The other approach is to have two separate tables, one for non-language specific text (id, created date, created user, updated date, etc) and another table containing the language specific text. So the tables might look something like this:
First Table: Article Id | Created By | Created Date | Updated By | Updated Date
Second Table: Article Id | Language Id | Language Specific Article Text
For me, the question comes down to updating the non-language dependent data. If you are updating that data then I would lean towards the second approach, otherwise I would go with the first approach as I view that as simpler (can't forget the KISS principle).
If you're just worried about the article content being translated, and do not need a fully integrated option, I have used google translation in the past and it works great on a smaller scale.
Wonderful question.
I solved this problem for the website I made (link in my profile) with a homemade Python 3 script that translates the general template on the fly and inserts a specific content page from a language requested (or guessed by Apache from Accept-Language).
It was fun since I got to learn Python and write my own mini-library for creating content pages. One downside was that our hosting didn't have Python 3, but I made my script generate static HTML (the original one was examining User-agent) and then upload it to server.
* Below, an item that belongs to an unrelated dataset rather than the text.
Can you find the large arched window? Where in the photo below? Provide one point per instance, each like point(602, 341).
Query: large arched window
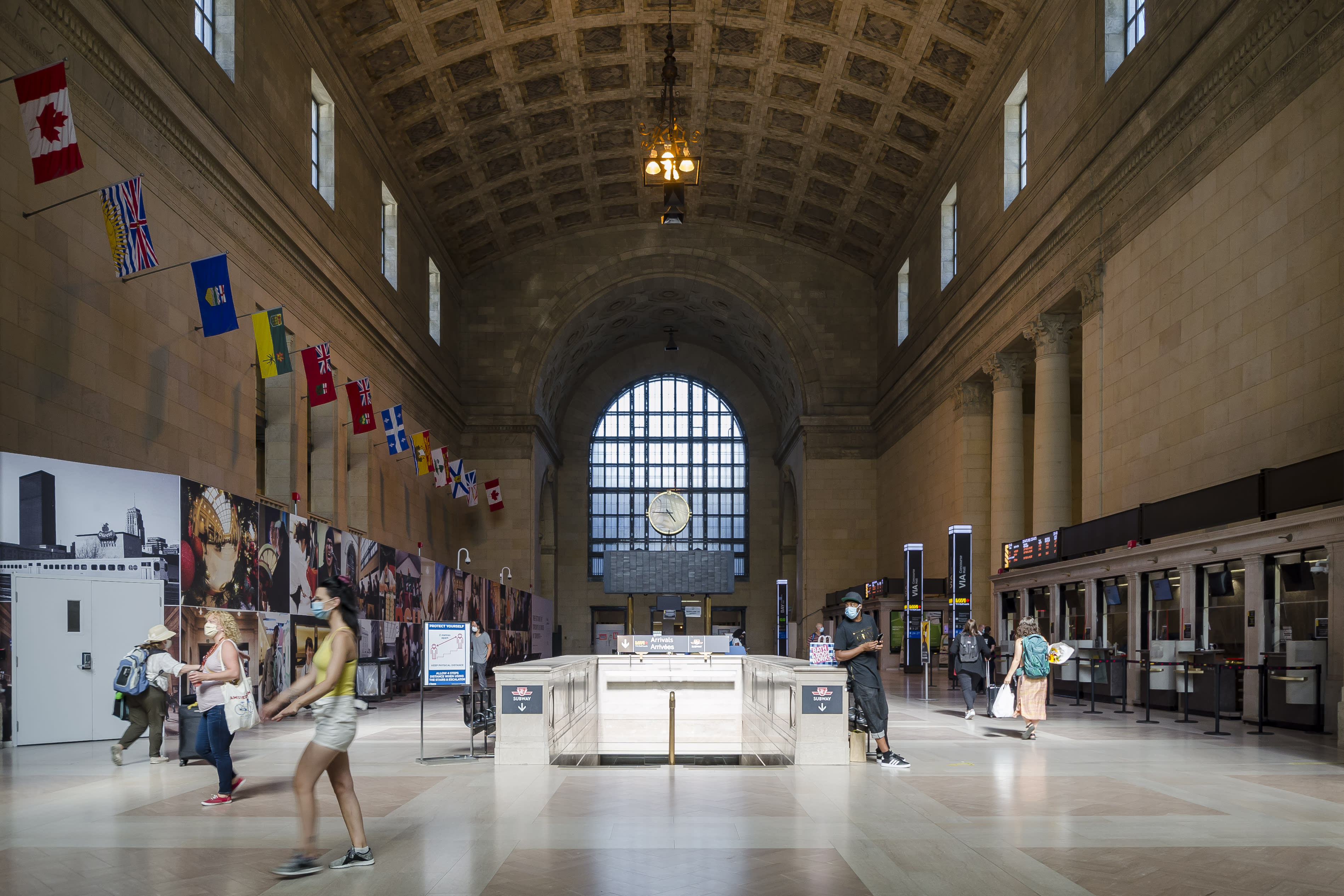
point(663, 433)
That works so far and making a new language version of the site is now a breeze :)
The biggest downside of this method is that it is time-consuming to write things from scratch. So if you want, drop me line and I'll help you use my script :)
As for the URL format, I use site.com/content/example.fr since this allows Apache to perform language negotiation in case somebody asks for /content/example and has a browser tell that it likes French language. When you do this Apache also adds .html or whatever as a bonus.
So when a request is for example and I have files
example.fr
example.en
example.vi
Apache will automatically proceed with example.vi for a person with Vietnamese-configured browser or example.en for a person with German-configured browser. Pretty useful.